We welcome Marco back to the blog for the next installment of “Wrestling With My Mind”
“ACCEPTING AUTISM: MY INTERNAL STRUGGLE”
I have internalized a lot of hatred in my life, both real and imagined, because I have consistently felt less than human. Because of this, I often go back and forth between two extremes when it comes to living life with an autism spectrum disorder. There are times where I will seemingly embrace having autism and openly celebrate the ways it makes me different from everyone else. And then there are times where I will turn right around and denounce autism and the frustration it has caused me and my family.
I’ll admit that most of the time, I’m a bit self-conscious about having autism, like I’m very much aware of it and I know that it’s a part of me that won’t ever go away. But I also know how poorly people like me are treated in our society, and I would prefer not to be treated poorly because of it if I can help it. It doesn’t help that in recent times, the word “autistic” has seemingly become the new go-to insult for people to describe me and other people like me. It’s almost as if the word “autistic” now means what the dreaded “R-word” used to mean when I was in school, essentially carrying the same weight as that horrible word.

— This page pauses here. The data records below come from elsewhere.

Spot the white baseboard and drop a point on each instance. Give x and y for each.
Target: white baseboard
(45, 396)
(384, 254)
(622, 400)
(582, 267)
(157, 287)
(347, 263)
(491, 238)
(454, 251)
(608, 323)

Indeed, having autism has been a gift and a curse to me at times in my personal experience. During the times when I don’t terribly mind having autism, I will make a more conscious effort to address “the blue elephant in the room,” as I like to call it, and let other people know that autism doesn’t define who I am as a person. In a similar vein, I’m a larger man who likes wrestling and Boston sports, and these characteristics are rightfully not the be-all-end-all of my entire existence. I’ve been featured on local news programs in the past, offering my insight on what living life with autism has meant to me, making a point to emphasize that autism, while challenging, can be manageable.
During the times where I very much resent having autism, I will go out of my way not to draw unwanted attention to myself out of fear that my having autism will somehow be one of the first things that people notice about me. In my more depressing moments when I’m really down on myself, I feel like having autism has been a detriment to me at times because my mind doesn’t work quite like everyone else’s does. I feel having autism may have also cost me potential friends throughout my lifetime, as well as potential opportunities for even the most basic normal everyday life stuff that the rest of the world seems to take for granted, such as marrying or raising a family.
Ultimately, I would prefer to be seen as an individual, and not just someone with a disability. Although, I’ve had people tell me before that they wouldn’t have known I have autism if I hadn’t come right out and told them, so I guess that’s encouraging. Even so, I find myself trying to “pass” for being “neurotypical” even though I know in my head that I’m not, and I tend to overcompensate for any of my perceived deficiencies because of it. Maybe someday, I’ll learn to truly accept myself as I am, because I don’t know if I ever have.